The novels of Charles Portis are alike in their southern voice and setting, their humorous dialogue and eccentric characters.

Where True Grit differs from the others is that it takes place in the past -- during the 1870s after the American Civil War.

It's an anti-western.

Mattie Ross is a 14-year-old girl whose father has been shot down by a hired hand named Tom Chaney.

She sets out after him with a Texas Ranger named LaBeouf (pronounced "LaBeef"), and a one-eyed federal marshall named Rooster Cogburn, who eats corn dodgers and drinks "double-rectified busthead."

On one level the book reads like a YA novel, particularly at its climax, which involves a cave inhabited by bats, snakes and a skeleton.

But it is rescued from this one misstep by great dialogue, Mattie's pungent observations, and an ending that is far from treacly.

A sample:


I sat at one corner of the table between her and a tall, long-backed man with a doorknob head and a mouthful of prominent teeth.

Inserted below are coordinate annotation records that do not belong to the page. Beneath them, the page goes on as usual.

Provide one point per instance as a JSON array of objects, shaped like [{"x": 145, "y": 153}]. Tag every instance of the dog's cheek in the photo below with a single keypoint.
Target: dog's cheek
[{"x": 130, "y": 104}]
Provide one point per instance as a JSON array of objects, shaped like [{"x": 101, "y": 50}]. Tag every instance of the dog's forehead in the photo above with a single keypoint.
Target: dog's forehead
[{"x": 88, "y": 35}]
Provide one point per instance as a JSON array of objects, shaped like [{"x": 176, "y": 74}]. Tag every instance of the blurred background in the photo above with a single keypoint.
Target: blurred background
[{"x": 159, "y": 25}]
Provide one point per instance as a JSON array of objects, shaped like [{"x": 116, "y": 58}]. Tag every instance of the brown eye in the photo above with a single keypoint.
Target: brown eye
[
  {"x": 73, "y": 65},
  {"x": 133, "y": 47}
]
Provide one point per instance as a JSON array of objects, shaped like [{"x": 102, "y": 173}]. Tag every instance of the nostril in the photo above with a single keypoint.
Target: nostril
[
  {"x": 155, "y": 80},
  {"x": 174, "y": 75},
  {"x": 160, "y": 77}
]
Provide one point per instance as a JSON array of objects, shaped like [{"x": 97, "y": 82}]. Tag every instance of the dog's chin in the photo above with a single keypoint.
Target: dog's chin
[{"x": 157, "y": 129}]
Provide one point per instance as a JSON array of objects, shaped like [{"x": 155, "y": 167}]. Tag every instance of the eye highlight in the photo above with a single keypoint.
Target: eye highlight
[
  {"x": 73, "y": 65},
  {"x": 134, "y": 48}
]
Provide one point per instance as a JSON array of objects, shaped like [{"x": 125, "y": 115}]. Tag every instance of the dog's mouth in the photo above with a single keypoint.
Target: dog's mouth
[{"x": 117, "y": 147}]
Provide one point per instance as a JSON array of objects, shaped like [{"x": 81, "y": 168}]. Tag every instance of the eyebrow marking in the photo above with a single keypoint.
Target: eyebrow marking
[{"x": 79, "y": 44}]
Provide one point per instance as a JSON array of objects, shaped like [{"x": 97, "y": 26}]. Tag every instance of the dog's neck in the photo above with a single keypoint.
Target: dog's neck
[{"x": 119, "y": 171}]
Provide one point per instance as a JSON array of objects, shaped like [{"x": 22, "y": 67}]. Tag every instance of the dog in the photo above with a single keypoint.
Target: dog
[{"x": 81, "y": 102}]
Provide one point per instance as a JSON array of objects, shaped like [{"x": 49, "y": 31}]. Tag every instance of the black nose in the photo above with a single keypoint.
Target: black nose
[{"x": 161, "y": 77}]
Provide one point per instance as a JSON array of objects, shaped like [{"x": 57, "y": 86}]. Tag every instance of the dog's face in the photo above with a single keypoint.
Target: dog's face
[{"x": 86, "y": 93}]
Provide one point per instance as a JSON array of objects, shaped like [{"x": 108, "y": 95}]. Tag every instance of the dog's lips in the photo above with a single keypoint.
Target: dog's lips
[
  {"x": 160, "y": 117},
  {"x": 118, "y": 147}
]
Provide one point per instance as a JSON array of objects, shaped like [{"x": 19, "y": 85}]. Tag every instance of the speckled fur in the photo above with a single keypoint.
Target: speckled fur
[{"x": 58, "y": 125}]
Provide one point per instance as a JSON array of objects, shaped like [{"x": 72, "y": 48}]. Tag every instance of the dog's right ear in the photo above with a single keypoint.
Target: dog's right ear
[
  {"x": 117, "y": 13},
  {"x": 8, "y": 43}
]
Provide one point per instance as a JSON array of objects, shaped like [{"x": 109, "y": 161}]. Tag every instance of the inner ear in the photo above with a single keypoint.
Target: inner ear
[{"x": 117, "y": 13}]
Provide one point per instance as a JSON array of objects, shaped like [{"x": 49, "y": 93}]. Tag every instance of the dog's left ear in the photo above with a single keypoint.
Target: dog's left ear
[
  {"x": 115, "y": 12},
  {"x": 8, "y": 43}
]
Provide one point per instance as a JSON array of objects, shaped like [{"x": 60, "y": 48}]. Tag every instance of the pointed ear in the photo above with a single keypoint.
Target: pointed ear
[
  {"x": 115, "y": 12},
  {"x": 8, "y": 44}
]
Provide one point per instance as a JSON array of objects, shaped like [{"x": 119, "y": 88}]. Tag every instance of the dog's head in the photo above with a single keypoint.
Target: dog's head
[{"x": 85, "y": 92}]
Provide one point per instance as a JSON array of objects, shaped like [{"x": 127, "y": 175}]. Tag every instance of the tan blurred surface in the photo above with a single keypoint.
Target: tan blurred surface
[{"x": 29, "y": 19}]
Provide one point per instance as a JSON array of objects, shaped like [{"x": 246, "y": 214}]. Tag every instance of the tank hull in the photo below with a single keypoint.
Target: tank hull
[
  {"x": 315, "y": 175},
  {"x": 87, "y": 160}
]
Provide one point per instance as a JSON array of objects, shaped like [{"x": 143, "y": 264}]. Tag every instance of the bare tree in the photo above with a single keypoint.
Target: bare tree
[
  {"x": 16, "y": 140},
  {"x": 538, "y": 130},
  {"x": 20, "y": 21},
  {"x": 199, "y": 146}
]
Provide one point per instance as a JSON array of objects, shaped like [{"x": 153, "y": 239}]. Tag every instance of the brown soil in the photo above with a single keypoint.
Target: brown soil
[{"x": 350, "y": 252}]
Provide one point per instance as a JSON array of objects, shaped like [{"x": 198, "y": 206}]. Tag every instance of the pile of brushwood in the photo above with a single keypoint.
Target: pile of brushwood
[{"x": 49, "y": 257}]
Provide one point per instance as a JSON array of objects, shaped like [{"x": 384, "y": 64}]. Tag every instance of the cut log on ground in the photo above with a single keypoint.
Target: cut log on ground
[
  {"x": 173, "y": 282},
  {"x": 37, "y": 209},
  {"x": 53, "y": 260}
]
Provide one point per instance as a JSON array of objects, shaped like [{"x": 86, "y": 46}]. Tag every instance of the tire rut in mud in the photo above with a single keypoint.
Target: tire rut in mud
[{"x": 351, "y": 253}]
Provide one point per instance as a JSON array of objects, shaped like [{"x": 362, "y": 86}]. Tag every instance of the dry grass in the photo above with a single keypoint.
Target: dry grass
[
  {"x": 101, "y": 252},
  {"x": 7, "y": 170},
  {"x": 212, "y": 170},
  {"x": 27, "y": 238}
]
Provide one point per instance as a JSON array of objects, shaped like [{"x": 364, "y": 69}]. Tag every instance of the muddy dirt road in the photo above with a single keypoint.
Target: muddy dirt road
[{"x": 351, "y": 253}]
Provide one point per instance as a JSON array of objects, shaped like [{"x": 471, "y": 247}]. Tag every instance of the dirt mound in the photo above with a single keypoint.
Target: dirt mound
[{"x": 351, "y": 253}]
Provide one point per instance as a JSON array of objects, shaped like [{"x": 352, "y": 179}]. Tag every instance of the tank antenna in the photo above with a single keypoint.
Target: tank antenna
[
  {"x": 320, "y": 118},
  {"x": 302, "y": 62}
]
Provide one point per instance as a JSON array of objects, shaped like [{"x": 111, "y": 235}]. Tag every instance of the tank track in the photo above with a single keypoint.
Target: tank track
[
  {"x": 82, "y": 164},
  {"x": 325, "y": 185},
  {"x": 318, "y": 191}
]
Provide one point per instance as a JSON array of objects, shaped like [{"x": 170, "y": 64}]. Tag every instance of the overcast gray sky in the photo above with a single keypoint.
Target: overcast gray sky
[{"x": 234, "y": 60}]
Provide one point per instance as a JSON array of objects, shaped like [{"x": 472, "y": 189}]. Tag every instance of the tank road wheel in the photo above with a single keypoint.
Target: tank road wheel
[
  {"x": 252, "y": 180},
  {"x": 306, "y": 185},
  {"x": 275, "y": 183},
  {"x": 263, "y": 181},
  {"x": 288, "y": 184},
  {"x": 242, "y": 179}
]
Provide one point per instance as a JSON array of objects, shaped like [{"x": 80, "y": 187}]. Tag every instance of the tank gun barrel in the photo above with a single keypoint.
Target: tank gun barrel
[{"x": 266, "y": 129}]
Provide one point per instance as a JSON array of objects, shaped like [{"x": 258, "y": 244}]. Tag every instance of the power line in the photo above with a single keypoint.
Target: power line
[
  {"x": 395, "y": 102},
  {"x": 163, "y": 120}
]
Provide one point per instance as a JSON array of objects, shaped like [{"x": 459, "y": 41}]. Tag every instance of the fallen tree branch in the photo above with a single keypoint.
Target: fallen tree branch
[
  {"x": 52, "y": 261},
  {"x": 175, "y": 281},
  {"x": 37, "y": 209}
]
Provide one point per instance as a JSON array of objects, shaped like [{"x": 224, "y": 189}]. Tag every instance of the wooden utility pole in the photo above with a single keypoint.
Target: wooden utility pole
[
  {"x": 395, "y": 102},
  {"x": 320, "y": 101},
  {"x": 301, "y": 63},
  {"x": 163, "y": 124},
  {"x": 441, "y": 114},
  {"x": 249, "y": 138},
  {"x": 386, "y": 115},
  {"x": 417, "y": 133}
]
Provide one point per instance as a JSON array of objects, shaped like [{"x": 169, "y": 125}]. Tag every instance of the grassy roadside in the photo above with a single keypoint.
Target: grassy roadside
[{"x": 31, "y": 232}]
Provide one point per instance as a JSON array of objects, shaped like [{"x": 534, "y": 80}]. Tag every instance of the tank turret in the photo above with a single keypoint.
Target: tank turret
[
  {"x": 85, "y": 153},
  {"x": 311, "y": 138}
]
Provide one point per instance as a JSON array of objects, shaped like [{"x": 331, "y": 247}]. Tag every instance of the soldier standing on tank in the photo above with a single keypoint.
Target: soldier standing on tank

He and Mrs. Floyd did most of the talking. He traveled about selling pocket calculators. He was the only man there wearing a suit of clothes and a necktie. He told some interesting stories about his experiences but the others paid little attention to him, being occupied with their food like hogs rooting in a bucket.

"Watch out for those chicken and dumplings," he told me.

Some of the men stopped eating.

"They will hurt your eyes," he said.

A dirty man across the table in a smelly deerskin coat said, "How is that?"

With a mischievous twinkle the drummer replied. "They will hurt your eyes looking for the chicken." I thought it a clever joke but the dirty man said angrily, "You squirrelheaded son of a bitch," and went back to eating.



The book contains laudatory quotes from Esquire, The New York Times, The Saturday Review and from Jonathem Lethem, Roald Dahl, and Walker Percy (the man who saved A Confederacy of Dunces from oblivion).